[Libre-soc-dev] GPR-to-FPR and FPR-to-GPR move operations

Sat May 29 10:04:58 BST 2021

links:
https://bugs.libre-soc.org/show_bug.cgi?id=230#c71
https://libre-soc.org/openpower/sv/int_fp_mv/

Lauri is kindly investigating MP3 in SVP64 assembler and it's turning out to
be a good test of what opcodes are needed.  in the bi-weekly meeting last
week, Paul, we mentioned briefly the need for GPR-to-FPR and FPR-to-GPR
mv operations (straight bit-wise) given that VSX/SIMD will not be added to
Libre-SOC as a GPU / VPU.

Jeff Bush's Nyuzi paper makes it clear that the cost of transferring
GPU-style
workloads through L1/L2 cache is hugely expensive, and describes the efforts
he went to to reduce power consumption
https://www.researchgate.net/publication/282269512_Nyami_A_synthesizable_GPU_architectural_model_for_general-purpose_and_graphics-specific_workloads

additionally, Lauri points out that just to get zero into an FPR is also
costly: it requires a LD operation which takes up data segment space
and unnecessarily activates both memory as well as L2 and L1 data
cache paths when compared to a MV-from-GPR operation.

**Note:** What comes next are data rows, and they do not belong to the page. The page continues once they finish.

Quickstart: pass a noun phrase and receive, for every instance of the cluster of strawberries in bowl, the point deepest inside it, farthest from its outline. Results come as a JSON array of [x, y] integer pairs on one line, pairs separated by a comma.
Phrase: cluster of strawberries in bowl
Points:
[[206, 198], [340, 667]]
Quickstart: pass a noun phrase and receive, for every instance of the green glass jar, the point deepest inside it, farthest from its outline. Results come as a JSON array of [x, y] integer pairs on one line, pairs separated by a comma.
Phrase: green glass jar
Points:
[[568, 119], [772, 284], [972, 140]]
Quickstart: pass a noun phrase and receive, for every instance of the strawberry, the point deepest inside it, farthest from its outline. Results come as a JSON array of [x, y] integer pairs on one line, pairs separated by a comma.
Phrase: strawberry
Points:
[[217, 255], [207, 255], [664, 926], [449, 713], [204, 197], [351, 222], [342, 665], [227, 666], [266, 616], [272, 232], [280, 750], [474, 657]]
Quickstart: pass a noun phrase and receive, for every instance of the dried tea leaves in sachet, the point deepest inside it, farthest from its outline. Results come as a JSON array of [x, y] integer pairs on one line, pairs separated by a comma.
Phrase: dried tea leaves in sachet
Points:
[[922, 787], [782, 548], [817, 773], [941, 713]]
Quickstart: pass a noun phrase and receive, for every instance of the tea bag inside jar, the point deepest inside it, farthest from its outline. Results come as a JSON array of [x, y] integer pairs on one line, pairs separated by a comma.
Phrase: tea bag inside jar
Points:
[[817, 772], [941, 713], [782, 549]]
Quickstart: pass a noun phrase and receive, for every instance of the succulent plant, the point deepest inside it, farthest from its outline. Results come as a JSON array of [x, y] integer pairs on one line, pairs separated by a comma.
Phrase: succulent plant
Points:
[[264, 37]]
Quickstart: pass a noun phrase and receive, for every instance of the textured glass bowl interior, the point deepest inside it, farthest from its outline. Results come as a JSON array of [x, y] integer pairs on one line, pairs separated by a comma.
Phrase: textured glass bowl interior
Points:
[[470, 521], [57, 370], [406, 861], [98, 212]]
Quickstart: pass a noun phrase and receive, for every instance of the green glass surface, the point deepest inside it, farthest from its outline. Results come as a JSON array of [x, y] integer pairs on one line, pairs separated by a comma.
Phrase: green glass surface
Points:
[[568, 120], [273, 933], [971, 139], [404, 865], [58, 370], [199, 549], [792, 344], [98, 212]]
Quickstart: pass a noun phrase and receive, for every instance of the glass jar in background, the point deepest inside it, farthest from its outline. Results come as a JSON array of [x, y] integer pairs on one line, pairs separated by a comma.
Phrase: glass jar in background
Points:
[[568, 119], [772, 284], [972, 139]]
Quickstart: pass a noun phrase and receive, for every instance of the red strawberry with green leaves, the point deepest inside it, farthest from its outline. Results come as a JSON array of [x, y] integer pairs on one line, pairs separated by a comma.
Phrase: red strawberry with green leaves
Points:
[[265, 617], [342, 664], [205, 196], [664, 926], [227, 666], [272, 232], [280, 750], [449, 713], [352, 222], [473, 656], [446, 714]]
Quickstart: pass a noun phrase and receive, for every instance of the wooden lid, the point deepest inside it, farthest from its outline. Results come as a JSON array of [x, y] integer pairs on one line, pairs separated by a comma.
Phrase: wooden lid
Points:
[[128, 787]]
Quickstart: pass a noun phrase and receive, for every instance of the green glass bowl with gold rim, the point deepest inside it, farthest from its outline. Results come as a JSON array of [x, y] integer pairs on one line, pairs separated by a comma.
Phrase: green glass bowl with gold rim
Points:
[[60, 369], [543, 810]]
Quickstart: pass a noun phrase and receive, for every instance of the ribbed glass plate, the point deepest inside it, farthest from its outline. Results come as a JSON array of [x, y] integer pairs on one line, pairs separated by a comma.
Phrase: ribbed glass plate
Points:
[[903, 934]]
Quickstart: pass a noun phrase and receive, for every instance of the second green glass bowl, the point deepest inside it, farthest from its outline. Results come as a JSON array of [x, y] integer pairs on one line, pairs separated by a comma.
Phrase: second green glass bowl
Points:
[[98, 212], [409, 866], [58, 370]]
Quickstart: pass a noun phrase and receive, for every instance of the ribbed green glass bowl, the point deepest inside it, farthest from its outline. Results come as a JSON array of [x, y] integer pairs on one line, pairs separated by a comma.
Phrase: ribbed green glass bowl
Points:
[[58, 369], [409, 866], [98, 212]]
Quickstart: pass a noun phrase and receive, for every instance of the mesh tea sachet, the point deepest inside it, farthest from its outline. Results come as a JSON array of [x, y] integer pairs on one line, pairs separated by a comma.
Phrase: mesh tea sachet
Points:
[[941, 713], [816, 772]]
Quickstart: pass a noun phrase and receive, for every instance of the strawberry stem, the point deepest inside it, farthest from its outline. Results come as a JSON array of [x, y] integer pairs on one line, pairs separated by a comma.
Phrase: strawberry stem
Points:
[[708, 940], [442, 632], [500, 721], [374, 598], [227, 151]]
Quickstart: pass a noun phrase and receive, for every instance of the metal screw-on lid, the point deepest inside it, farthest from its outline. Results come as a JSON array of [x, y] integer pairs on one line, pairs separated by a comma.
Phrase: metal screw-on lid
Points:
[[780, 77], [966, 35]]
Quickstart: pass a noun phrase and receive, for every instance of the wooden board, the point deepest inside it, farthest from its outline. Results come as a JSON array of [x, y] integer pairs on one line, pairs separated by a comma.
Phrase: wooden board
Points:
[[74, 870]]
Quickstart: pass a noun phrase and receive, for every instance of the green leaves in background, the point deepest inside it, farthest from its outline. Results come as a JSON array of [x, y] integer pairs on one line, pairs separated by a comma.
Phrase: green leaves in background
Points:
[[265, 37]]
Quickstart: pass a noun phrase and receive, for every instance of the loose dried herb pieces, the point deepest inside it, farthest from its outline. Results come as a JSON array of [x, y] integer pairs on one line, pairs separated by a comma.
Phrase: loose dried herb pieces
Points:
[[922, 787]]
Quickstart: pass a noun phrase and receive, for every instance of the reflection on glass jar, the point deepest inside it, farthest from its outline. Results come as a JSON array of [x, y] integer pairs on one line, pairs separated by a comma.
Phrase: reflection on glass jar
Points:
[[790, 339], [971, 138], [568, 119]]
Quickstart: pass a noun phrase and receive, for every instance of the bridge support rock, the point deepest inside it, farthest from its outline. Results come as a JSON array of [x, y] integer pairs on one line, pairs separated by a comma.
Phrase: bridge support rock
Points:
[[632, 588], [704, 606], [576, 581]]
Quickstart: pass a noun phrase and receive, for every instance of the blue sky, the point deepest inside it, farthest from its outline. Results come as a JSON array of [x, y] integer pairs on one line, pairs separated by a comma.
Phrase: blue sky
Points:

in addition to that, in an Out-of-Order system the cycle latency of the
path through L1 cache will be much higher than a straight MV operation
(which in some micro-architectures may be a macro-op-fused operation).

* this in turn requires a larger number of "in-flight" operations
* this in turn increases the number of Reservation Stations
* this in turn increases O(N^2) the size of Dependency Matrices

the impact therefore of using the LD-ST path is extremely costly: all
of which points to a straight bit-copy between GPR and FPR being
necessary.

in some micro-architectures the MV may end up being a macro-op
fused operation: it may end up actually being removed entirely from
the pipelines, instead being used to mark the source or destination
of INT or FP operations as targetting the *other* regfile:

     fmv2int  fp5, r3
     addi r3, 0x5

becomes (macro-fused):

     addi fp5, 0x5

it should be clear that when adding bitmanip operations as well, the
possibilities expand to be able to perform bitmanipulation on FPRs.

l.